POTION: Perceptual optimization of time-frequency audio representations and coding

Principal investigators: Thibaud Necciari, Piotr Majdak
Co-applicants: Bernhard Laback, Peter Balazs
Collaborators: Olivier Derrien, Richard Kronland-Martinet, Sølvi Ystad (Laboratoire de Mécanique et d'Acoustique, CNRS, France).

Tentative start of the Austrian project part: 1st March 2014

Project goals: The fundamental research in POTION aims at developing new methods for the representation and interpretation of audio signals. More specifically, we propose the development of an efficient, perfectly invertible, possibly non-redundant, and perceptually optimized time-frequency representation, i.e., which displays only the audible components of sound signals. To our knowledge, such a representation is not available.
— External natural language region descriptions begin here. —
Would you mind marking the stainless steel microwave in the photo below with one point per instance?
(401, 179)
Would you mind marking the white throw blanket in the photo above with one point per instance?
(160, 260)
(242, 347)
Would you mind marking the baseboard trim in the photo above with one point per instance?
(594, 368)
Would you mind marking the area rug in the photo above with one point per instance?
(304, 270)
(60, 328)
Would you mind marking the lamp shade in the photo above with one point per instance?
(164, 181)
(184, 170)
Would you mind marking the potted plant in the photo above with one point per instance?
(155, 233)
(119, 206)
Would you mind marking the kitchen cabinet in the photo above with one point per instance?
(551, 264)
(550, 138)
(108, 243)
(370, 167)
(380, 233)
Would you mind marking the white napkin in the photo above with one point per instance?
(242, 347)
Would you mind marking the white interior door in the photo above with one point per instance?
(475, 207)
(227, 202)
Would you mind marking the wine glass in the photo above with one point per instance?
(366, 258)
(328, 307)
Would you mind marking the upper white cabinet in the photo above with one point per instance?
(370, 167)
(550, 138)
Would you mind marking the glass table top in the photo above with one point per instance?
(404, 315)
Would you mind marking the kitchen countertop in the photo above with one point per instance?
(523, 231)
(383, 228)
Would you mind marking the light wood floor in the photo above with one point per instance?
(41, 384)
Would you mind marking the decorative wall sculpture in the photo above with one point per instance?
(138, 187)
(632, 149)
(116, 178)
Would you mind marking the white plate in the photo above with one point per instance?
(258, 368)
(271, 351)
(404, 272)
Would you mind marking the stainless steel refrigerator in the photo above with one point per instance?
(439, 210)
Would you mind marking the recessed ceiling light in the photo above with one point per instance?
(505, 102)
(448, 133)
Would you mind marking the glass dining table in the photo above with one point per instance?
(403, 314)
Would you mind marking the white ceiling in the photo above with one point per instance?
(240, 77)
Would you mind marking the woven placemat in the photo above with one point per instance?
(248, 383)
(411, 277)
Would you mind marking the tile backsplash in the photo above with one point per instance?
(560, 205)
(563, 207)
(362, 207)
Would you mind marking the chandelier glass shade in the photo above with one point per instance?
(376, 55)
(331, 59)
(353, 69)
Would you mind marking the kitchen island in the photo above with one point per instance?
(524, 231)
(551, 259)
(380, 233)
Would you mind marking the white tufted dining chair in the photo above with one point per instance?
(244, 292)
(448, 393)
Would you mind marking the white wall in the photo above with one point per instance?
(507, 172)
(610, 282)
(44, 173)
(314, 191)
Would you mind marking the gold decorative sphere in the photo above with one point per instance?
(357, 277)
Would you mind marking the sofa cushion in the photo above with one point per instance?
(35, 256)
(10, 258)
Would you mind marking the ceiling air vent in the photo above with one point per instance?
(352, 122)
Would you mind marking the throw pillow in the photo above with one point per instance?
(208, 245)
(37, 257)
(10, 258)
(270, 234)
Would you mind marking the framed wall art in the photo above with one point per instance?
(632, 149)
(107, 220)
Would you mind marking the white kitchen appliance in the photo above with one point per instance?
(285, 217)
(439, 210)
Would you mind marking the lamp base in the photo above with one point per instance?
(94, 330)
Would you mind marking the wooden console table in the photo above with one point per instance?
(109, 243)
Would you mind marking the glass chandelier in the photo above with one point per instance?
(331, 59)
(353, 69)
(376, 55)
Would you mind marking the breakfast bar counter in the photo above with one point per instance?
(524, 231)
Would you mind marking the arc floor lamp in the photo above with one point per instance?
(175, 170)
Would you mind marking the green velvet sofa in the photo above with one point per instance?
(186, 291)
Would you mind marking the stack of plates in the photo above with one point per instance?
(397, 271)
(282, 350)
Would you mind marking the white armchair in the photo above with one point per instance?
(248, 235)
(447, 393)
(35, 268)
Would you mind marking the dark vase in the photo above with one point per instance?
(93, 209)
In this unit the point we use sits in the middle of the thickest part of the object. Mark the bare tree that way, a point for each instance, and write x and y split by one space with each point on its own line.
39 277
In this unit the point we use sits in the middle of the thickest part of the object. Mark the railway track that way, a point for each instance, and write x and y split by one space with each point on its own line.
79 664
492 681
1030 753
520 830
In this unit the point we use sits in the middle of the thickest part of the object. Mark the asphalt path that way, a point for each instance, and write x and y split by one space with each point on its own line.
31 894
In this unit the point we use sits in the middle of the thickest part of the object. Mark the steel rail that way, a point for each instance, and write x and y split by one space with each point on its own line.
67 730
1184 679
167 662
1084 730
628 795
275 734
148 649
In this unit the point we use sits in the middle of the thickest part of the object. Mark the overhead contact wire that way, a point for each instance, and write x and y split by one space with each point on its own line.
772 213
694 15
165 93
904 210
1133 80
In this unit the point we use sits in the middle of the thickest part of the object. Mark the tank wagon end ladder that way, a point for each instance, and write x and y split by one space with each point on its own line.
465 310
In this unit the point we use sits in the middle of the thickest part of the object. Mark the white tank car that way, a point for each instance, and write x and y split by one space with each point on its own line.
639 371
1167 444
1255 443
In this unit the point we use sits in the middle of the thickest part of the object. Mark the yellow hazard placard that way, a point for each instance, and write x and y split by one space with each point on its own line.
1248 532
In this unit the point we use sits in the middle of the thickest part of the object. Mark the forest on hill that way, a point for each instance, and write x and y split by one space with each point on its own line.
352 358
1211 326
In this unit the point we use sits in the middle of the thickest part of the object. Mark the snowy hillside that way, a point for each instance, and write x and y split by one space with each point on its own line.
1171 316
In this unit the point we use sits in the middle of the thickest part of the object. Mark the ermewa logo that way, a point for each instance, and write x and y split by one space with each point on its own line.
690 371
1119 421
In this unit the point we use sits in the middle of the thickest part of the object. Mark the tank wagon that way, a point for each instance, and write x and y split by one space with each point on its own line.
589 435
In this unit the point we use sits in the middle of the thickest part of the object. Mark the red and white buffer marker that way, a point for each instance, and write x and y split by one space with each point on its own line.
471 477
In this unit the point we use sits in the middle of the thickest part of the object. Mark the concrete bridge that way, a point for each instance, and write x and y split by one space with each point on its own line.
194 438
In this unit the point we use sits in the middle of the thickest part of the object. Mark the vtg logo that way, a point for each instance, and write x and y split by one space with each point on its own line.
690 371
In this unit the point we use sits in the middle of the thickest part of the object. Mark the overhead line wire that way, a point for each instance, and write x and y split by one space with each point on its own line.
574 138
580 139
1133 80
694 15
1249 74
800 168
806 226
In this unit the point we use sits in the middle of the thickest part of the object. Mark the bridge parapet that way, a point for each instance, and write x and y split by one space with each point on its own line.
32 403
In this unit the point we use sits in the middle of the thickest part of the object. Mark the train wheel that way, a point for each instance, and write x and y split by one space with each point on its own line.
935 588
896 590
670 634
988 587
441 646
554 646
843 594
The originality of POTION lies in the consideration of the mathematical theory of time-frequency representations and its application to signal processing, and psychoacoustical data on auditory time-frequency masking. The technical objective of POTION is to develop a new perceptual audio codec based on the combination of new results on non-stationary time-frequency transforms and on time-frequency masking. This codec will constitute the “end-product” of the project. While current audio codecs are mainly based on a frequency approach, the codec created in POTION will consider a joint time-frequency approach. It is therefore expected to produce higher compression ratios than current codecs at the same perceived audio quality.